In the years after 1991, the Kyiv Patriarchate worked hard to secure an independent church driven by the country’s political independence. This coincided with the Ukrainian secular authorities showing an interest in the autocephaly project. As early as 1993, Ukraine’s first President, Leonid Kravchuk, sent a representative to discuss the possibility of autocephaly with the Ecumenical Patriarch. President Leonid Kuchma kept a more balanced approach towards the autocephaly question, while President Viktor Yushchenko worked hard for autocephaly and unification of all the Ukrainian churches, but with little result. With the election of the pro- Russian President Viktor Yanukovich in 2010, presidential support for an autocephalous church declined.

The proxy war with Russia in Ukraine’s east and the annexation of Crimea in 2014 revived the religious battle over autocephaly. The Moscow Patriarchate has often been portrayed as a mouthpiece for Russian President Vladimir Putin. It has been criticized by the Ukrainian administration for its role regarding the war, with claims that it has sided with pro-Russian forces. President Petro Poroshenko has frequently described Russian interference in Ukraine’s religious life as a matter of hybrid warfare and portrayed the push for church independence as a national security question.

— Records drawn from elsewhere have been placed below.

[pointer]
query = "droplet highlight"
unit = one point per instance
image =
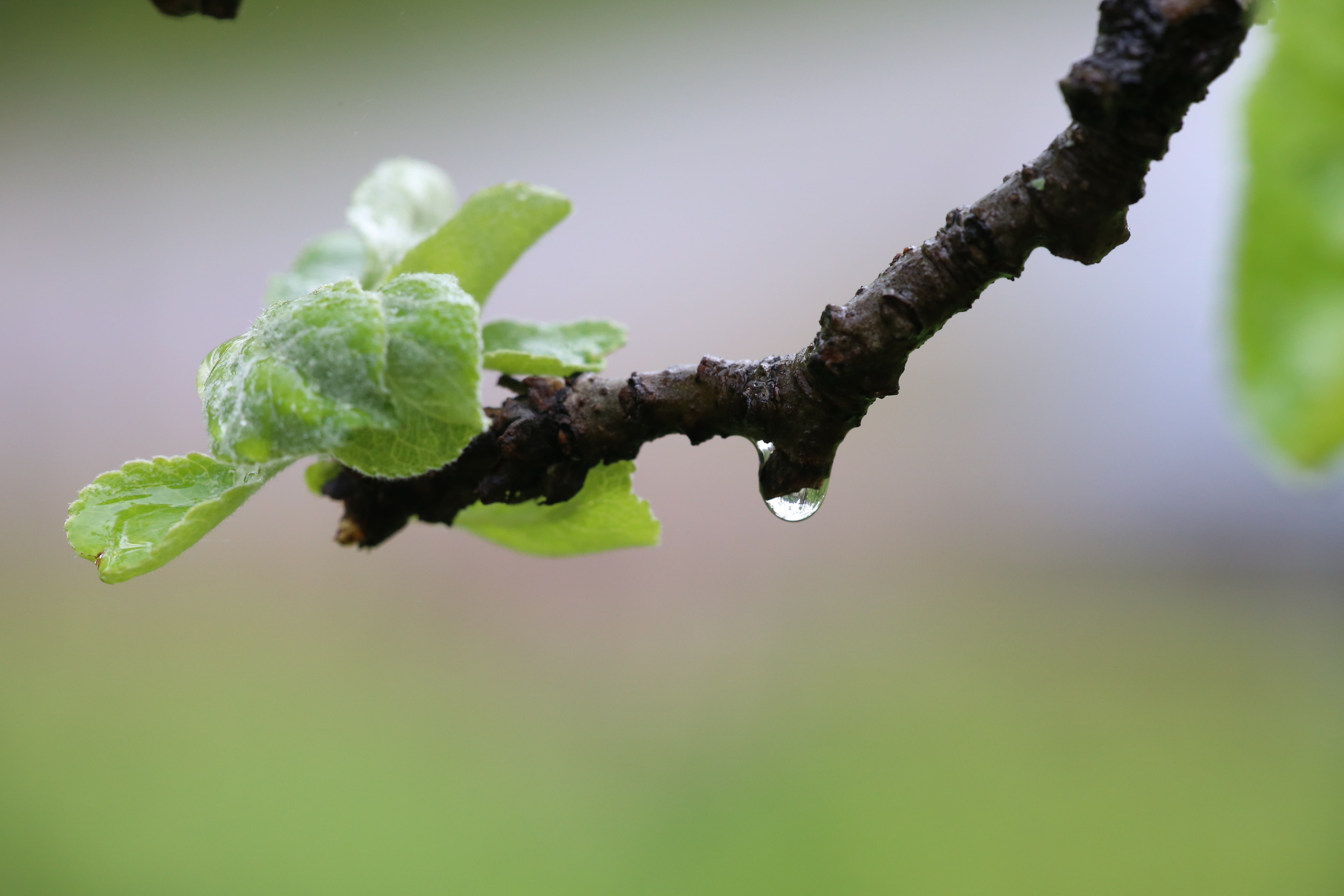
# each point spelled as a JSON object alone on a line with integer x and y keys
{"x": 794, "y": 507}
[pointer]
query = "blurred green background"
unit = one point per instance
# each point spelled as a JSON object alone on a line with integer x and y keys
{"x": 1056, "y": 630}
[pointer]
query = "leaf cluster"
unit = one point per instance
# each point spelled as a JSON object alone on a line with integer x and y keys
{"x": 370, "y": 355}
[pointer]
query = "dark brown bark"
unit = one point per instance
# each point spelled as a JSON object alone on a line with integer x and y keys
{"x": 1152, "y": 60}
{"x": 216, "y": 9}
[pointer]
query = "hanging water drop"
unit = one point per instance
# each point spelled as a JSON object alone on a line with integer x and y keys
{"x": 794, "y": 507}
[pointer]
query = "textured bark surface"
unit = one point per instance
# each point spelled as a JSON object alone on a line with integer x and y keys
{"x": 1152, "y": 60}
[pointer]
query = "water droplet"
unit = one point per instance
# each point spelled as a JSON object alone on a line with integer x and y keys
{"x": 794, "y": 507}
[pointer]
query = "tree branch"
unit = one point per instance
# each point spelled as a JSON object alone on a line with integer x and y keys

The Euromaidan protests at the end of 2013 and beginning of 2014, and the ensuing annexation of Crimea provided a valuable boost to President Poroshenko’s bid for church independence. The protests, which were triggered by the non-signing of the Association Agreement with the European Union, resulted in more than 100 deaths, with many more injured. Pro-Russian President Yanukovich fled the country in February 2014 and Mr Poroshenko won the following elections in the first round with his pro-EU narrative and the promise to reclaim Crimea and the eastern parts of Ukraine.

During Mr Poroshenko’s presidency, the question of church independence for Ukrainian believers gained in importance and became politicised. As President, Mr Poroshenko has used the entire state machinery to persuade the Ecumenical Patriarch of Constantinople to grant autocephaly.